Lesley O’Connor-Parsons expected never to eat solid foods again. But after participating in the six-week trial of a new mobile technology aimed at helping patients with head and neck cancers relearn how to swallow, she ate a small cheeseburger – her first solid food in nearly five years.
“Honestly, it didn’t taste that great,” said Ms. O’Connor-Parsons, 60, of Edmonton, who was diagnosed with tongue cancer in 2014. “But the point is that I was able to put something solid down my throat.”
Researchers with True Angle Medical Technologies, a company that emerged from studies at the University of Alberta, said on Wednesday that they have completed a trial of their new system on 20 participants with dysphagia, or difficulty swallowing, as a result of head and neck cancers. They had participants use the system at home daily for six weeks. Self-reports indicated clinical improvements among a quarter of the participants, the researchers said.
Patients who used the system said that not only did they feel more positive emotionally about swallowing, they also felt they were able to swallow more easily and finish their food more quickly, said Jana Rieger, chief executive officer of True Angle and professor of rehabilitation medicine at the University of Alberta.
The system, called Mobili-T, is experimental and not yet available on the market. It comprises a device roughly the size of a matchbox that is placed under the chin to detect muscle activity. It then transmits that information to a smartphone app, which provides users with feedback about how hard they are swallowing – something individuals with dysphagia often have difficulty sensing on their own. The app also uses machine-learning to provide tailored guidance to the user, said Gabriela Constantinescu, a speech-language pathologist and chief product officer at True Angle.
“So it’s almost like having a physiotherapist next to you,” Dr. Constantinescu said.
An additional component of the technology allows clinicians to log on remotely to see how their patients fare with their swallowing exercises.
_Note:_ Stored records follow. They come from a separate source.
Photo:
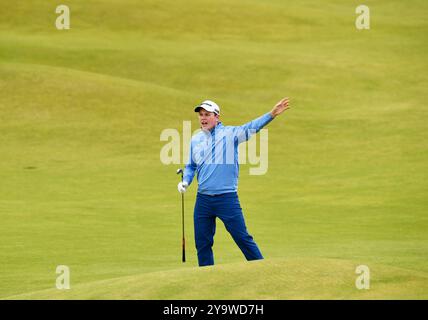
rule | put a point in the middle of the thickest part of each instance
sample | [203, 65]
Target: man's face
[207, 120]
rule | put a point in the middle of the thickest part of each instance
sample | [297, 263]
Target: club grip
[184, 251]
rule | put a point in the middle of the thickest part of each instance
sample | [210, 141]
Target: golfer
[214, 158]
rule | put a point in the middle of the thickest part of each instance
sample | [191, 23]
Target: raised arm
[245, 131]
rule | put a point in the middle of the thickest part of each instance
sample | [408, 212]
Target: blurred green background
[82, 110]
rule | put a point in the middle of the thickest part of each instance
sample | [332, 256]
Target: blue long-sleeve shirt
[214, 156]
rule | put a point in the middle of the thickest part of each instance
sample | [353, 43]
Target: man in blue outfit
[214, 158]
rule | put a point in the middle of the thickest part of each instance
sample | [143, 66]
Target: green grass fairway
[82, 110]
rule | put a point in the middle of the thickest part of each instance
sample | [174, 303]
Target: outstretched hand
[280, 107]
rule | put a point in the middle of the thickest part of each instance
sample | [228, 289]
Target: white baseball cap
[210, 106]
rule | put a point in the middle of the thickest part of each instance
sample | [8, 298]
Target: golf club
[182, 219]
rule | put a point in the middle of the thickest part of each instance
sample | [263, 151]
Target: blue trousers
[225, 206]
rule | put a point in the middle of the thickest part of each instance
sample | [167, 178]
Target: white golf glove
[182, 187]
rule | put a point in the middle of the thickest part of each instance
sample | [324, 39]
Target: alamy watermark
[363, 279]
[363, 19]
[63, 278]
[62, 22]
[224, 149]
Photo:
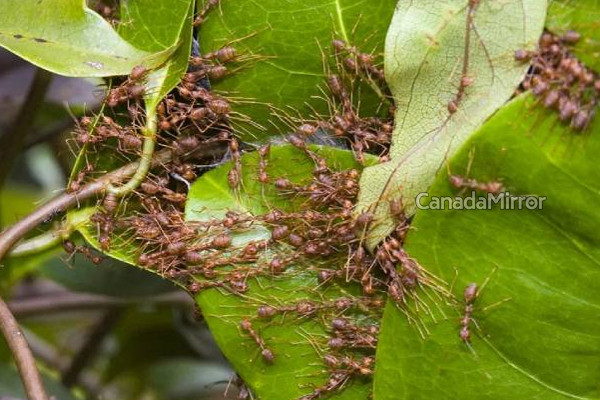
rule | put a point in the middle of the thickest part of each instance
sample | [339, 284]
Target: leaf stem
[40, 243]
[145, 159]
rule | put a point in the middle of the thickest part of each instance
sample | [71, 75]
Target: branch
[10, 236]
[30, 375]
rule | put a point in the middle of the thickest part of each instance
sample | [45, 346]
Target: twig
[90, 347]
[14, 233]
[32, 381]
[12, 141]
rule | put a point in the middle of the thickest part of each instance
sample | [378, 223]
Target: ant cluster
[364, 134]
[320, 237]
[560, 80]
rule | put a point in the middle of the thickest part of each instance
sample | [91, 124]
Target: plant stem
[32, 381]
[11, 235]
[145, 160]
[40, 243]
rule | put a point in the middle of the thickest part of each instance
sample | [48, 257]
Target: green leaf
[111, 278]
[426, 51]
[155, 26]
[289, 41]
[298, 367]
[67, 38]
[582, 16]
[537, 328]
[16, 202]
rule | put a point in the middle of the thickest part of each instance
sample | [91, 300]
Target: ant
[470, 295]
[266, 353]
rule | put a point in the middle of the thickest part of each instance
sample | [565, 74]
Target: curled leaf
[449, 65]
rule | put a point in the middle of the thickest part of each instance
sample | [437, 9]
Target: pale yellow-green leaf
[428, 47]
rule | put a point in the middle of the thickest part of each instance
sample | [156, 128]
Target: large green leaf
[298, 366]
[428, 47]
[65, 37]
[291, 39]
[154, 26]
[582, 16]
[541, 339]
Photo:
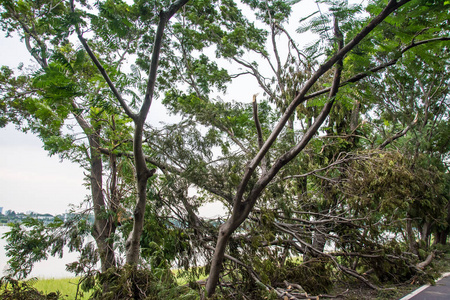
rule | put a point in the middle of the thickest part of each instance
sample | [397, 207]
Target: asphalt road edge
[415, 292]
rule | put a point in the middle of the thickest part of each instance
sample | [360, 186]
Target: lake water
[50, 268]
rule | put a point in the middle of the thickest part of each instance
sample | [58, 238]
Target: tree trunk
[425, 233]
[318, 242]
[142, 175]
[103, 227]
[412, 244]
[216, 263]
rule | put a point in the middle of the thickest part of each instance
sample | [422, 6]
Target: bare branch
[399, 134]
[101, 69]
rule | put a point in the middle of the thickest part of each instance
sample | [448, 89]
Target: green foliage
[32, 241]
[132, 283]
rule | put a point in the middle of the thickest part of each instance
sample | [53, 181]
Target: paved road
[440, 291]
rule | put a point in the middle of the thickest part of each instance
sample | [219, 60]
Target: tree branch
[102, 70]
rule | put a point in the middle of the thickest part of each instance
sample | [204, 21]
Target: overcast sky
[30, 180]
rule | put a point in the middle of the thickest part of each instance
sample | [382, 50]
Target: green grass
[66, 286]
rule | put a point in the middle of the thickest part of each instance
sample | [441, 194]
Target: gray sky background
[29, 178]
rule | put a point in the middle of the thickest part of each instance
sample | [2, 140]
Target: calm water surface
[51, 268]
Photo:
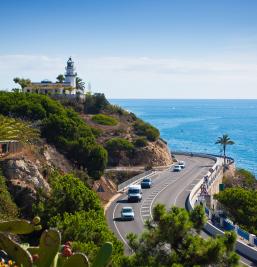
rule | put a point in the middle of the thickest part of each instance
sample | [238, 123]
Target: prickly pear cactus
[21, 256]
[50, 253]
[77, 259]
[20, 227]
[104, 255]
[49, 246]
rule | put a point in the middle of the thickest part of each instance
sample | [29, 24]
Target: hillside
[128, 140]
[64, 148]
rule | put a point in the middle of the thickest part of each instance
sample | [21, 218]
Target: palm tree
[60, 78]
[80, 85]
[224, 140]
[22, 82]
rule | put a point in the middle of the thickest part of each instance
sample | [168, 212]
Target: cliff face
[27, 173]
[155, 154]
[152, 153]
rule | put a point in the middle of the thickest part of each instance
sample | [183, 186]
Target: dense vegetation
[169, 240]
[14, 129]
[245, 201]
[76, 211]
[117, 147]
[140, 142]
[61, 126]
[8, 209]
[104, 119]
[147, 130]
[241, 178]
[95, 103]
Jennifer Cameron-Turley, a board member of national organization Speech-Language and Audiology Canada, who was not involved in the trial, said having a mobile system that allows patients to do rehabilitation exercises at home and allows clinicians to track their progress could be helpful for those who cannot attend in-person sessions as frequently as they need. As a senior speech pathologist at St. Paul’s Hospital in Saskatoon, Ms. Cameron-Turley said she has patients living in remote areas who travel hours to visit her, and can only see her once every couple of weeks.
“They’re just not getting the consistent feedback they need to be successful. So this is the really exciting part about the [Mobili-T] system,” she said.
Currently, once patients are assessed for dysphagia and a speech pathologist has identified the muscles they need to target, they are typically given a program of exercises to do at home, between three to six times a day, Ms. Cameron-Turley said. But for those with head and neck cancer who are also going through cancer treatment, keeping up with these exercises can be very challenging.
“So anything that can increase their adherence to those exercises – you know, just being able to see the progress they’re making every time they do the exercises – I think that’s hugely important,” she said.
Besides head and neck cancers, there are numerous other causes of dysphagia, including stroke, traumatic brain injury and neurodegenerative disorders such as Parkinson’s disease, True Angle’s Dr. Rieger said.
She said an estimated 250 million people a year are diagnosed with dysphagia around the world.
Dysphagia can have serious consequences, such as aspiration pneumonia, or a lung infection as a result of inhaling food, and some individuals may need to be fed by a tube in their stomach, she said.
Dr. Constantinescu said the researchers are now testing the system on participants who have experienced stroke.